From the October 01, 2011 issue of Futures Magazine • Subscribe!

Only yuan currency looks strong

Recent market volatility in all sectors has made it difficult to find long-term opportunities that offer value. From a currency perspective, there are few places to park your capital.

In early September the Swiss National Bank pegged the Swiss franc to the euro, stopping the most reliable bull currency trend in its tracks. It seems odd these days to want to be pegged to the euro, but currency appreciation holds its own hazards, and efforts by the Swiss to throw cold water on the franc rally have failed.

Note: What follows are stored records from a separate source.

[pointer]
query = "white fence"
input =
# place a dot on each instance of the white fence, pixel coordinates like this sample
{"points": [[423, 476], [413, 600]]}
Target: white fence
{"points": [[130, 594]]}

Fiat-backed currencies are being rejected. The Eurozone is in trouble, burdened by sovereign debt problems that won’t go away; the U.S. dollar is suppressed by near-zero interest rates, and the Federal Reserve has pledged to keep interest rates exceptionally low (basically zero) through mid-2013.

Commodity-based currencies, the strongest currencies over recent years, are beginning to feel the pain of a global demand retreat — the Australian dollar and Canadian dollar had strong runs, but now appear vulnerable.

This situation confronts the trader with the question: Are there any attractive currencies left?

Yes, there is one — the Chinese yuan.

Economists consider the Chinese currency to be undervalued by as much as 20%. That’s because it’s not a free-floating currency — Chinese policymakers tightly control its exchange rate. They allow it to trade in a tight band against the U.S. dollar, which has remained at a stable 0.5% in either direction. The policymakers keep a tight rein on the currency to keep the country’s export costs low, but the downside to the artificially low exchange rate has been inflation. To combat it, the Chinese have been boosting the yuan’s value slowly. It has risen 7% against the U.S. dollar since mid-2010 (see "Almost free").

In the context of global rejection of fiat currencies, such a slow appreciation is a welcome sign of stability. Yes, there could be dips, particularly if there are pauses in China’s growth, but over the long-term the yuan appears more stable than most currencies, including the dollar, because China is not burdened with the debt load of the West.